Kansas Insurance Commissioner Vicki Schmidt has returned to a policy fight that now carries personal weight.
During her first term as a state senator, Schmidt supported legislation creating a Kansas license plate promoting breast cancer awareness.
After the bill passed, she placed one on her car to honor the experience of then-Sen. Barbara Allen. Years later, the symbol took on a different meaning. In 2023, Schmidt received her own breast cancer diagnosis.
She told lawmakers the moment brought fear, uncertainty, and tears. Early detection, she said, changed the outcome.
Schmidt urged the Senate Financial Institutions and Insurance Committee to advance Senate Bill 409. The proposal would end the practice of Kansas insurance carriers requiring patients to pay out of pocket for follow-up diagnostic exams after a mammogram flags potential cancer.
Supporters argue cost-sharing blocks timely care. Follow-up testing often runs into the hundreds or thousands of dollars. For some patients, the bill stops there.
Physicians told lawmakers delayed diagnostics allowed tumors to spread, raising treatment complexity and long-term costs.
Kansas lawmakers required insurance coverage for mammograms in 1988. Cost-sharing for secondary testing survived inside some policies.

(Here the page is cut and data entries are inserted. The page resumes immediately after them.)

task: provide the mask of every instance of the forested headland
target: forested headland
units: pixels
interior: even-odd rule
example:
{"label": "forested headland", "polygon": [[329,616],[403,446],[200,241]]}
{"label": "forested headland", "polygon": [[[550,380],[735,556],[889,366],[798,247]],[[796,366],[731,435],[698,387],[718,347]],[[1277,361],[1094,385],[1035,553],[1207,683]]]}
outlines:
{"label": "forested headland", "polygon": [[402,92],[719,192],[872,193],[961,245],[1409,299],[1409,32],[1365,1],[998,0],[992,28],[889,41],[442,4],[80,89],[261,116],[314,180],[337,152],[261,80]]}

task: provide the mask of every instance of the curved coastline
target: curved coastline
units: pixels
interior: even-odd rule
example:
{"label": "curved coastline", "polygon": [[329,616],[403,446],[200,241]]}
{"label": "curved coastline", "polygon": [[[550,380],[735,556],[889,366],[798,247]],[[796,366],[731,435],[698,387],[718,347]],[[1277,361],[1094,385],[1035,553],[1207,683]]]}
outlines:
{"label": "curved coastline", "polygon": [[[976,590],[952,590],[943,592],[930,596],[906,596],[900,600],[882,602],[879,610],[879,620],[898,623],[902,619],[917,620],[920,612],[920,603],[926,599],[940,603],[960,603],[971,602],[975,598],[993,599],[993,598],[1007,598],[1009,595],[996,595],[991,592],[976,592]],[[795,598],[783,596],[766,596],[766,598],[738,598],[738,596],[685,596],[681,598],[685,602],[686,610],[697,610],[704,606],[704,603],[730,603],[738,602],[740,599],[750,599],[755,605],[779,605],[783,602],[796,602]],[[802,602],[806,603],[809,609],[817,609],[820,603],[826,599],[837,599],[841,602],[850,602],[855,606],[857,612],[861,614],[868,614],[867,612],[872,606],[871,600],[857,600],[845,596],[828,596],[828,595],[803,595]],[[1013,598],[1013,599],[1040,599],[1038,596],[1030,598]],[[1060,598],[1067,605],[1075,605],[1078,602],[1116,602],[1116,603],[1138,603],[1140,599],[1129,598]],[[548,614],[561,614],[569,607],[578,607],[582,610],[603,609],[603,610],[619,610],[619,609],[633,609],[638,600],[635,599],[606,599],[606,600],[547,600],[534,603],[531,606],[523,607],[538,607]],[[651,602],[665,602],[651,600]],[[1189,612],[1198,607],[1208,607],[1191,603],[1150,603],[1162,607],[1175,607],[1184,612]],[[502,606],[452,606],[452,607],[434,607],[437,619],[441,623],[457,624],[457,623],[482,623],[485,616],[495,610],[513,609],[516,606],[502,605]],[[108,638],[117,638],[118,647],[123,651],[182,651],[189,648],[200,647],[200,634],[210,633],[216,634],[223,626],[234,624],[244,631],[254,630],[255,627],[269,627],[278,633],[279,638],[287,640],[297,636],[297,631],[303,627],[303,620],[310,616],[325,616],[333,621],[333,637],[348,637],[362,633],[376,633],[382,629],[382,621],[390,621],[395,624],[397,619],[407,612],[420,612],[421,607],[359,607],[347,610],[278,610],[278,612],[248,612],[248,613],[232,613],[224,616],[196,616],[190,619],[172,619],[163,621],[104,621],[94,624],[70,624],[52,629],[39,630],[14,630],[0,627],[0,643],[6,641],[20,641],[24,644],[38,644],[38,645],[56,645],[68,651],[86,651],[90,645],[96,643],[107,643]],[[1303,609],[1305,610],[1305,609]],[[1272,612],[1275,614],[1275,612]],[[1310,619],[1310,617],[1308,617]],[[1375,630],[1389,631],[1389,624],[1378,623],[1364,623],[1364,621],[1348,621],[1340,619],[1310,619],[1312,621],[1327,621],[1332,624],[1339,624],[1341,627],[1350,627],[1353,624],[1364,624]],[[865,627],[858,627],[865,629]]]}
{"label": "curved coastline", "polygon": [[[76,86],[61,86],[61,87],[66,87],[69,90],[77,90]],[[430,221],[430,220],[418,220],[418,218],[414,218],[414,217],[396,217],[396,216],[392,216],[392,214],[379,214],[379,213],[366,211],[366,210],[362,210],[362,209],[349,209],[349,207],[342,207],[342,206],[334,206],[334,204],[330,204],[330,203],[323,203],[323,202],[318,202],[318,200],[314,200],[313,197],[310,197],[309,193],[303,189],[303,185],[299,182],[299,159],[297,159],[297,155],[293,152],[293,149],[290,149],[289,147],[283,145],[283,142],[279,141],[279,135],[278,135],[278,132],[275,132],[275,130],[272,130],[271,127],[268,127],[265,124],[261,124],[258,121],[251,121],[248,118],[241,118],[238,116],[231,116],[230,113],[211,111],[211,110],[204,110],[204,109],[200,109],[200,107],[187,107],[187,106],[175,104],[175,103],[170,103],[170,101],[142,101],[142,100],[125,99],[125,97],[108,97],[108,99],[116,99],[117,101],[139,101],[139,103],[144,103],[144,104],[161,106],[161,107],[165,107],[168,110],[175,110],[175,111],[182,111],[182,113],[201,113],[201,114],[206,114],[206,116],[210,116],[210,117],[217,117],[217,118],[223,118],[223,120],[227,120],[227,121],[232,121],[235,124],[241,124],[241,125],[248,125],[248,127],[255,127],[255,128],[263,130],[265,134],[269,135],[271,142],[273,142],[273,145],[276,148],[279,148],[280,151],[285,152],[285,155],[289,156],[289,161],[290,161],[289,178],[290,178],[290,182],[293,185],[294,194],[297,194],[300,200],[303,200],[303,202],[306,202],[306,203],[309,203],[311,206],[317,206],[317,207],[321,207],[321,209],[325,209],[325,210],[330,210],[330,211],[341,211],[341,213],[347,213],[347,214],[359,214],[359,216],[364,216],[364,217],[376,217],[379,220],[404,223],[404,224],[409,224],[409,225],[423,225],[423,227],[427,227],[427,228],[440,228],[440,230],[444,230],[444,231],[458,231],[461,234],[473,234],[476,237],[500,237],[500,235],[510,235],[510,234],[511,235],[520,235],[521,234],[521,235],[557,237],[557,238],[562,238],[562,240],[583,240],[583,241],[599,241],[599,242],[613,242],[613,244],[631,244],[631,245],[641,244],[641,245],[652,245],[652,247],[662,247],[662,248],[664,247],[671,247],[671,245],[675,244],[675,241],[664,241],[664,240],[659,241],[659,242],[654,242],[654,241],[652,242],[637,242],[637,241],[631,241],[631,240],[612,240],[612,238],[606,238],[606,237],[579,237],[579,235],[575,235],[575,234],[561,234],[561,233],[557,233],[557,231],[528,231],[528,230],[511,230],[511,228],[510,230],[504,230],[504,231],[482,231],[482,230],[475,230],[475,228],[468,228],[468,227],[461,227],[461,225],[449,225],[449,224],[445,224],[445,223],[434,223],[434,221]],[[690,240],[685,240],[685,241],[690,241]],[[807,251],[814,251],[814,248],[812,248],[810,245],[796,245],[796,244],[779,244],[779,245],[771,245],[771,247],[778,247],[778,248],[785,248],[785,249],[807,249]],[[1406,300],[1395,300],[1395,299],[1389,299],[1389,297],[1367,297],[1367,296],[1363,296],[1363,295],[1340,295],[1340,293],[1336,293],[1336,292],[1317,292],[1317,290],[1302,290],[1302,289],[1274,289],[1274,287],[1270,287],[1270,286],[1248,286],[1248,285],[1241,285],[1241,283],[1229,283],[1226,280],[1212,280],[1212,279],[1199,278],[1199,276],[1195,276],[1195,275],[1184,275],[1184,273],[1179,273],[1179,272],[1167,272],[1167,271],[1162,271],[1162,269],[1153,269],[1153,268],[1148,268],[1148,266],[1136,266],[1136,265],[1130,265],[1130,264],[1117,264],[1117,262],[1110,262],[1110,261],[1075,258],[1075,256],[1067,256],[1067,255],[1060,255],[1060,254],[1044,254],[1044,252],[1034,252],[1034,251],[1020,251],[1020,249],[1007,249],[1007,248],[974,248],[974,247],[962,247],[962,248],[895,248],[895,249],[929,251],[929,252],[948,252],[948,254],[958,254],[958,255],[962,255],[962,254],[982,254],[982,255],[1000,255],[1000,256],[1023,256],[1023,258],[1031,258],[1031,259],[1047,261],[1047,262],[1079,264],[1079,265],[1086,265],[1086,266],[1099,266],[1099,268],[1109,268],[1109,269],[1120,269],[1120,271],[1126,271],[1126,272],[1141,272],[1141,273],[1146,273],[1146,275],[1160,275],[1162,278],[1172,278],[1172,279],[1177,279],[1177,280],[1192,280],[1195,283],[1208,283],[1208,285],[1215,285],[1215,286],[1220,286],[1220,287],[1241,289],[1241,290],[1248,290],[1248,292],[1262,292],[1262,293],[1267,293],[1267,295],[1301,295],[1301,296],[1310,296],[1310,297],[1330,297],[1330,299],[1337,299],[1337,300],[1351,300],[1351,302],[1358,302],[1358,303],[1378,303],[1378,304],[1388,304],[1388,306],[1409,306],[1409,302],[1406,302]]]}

Over the past two years, health plans covering Kansas government employees, including legislators, eliminated patient cost-sharing for supplemental breast exams.
Nearly two-thirds of US states now ban cost-sharing for second-level breast cancer tests. Missouri, Oklahoma, and Colorado already moved in that direction.
According to Beinsure, states removing these barriers tend to see earlier intervention and lower downstream claims severity. No health care organization testified against the bill. Business groups did.
Lobbyists for the Kansas Chamber and Kansas Employers For Affordable Healthcare asked the committee to halt the proposal.
Andrew Wiens, executive director of KEAH, said employers already shoulder heavy benefit costs. Additional mandates, he said, push expenses higher.
William Wilk, speaking for the Kansas Chamber, acknowledged the intent behind the legislation. He said the objection focused on the principle of mandates, even though the practice already exists across many health plans.
Blue Cross and Blue Shield of Kansas submitted neutral testimony. Lobbyist Sarah Fertig said the insurer ended cost-sharing for diagnostic and supplemental mammography in most plans.
Older policies, implemented before the Affordable Care Act took effect in 2010, still include patient cost-sharing. Fertig said removing those charges would shift expenses insurers historically passed to patients.
The House passed a version of the cost-sharing repeal in 2024. The language fell out during negotiations with the Senate.
Rep. Laura Williams, a Republican from Lenexa, said mandating mammograms makes little sense if patients then face financial penalties for deeper testing.
Encouraging prevention while charging for confirmation, she said, sends the wrong signal.
Democratic Rep. Linda Featherston of Overland Park described the issue as personal. She said access to financial resources allowed her to complete every test and treatment recommended during her cancer care. Many women, she said, don’t share that position.
Medical testimony reinforced the point. Amy Patel, medical director of the Breast Care Center at Liberty Hospital, part of the University of Kansas Health System, said mammograms often fail to deliver clear results for women with dense breast tissue.
Those patients face four to six times higher breast cancer risk. Advanced diagnostic imaging, she said, belongs inside standard insurance coverage, not behind a paywall.
Schmidt framed SB 409 as continuity, not expansion. Screening without follow-up, she told lawmakers, leaves patients stranded at the most vulnerable moment.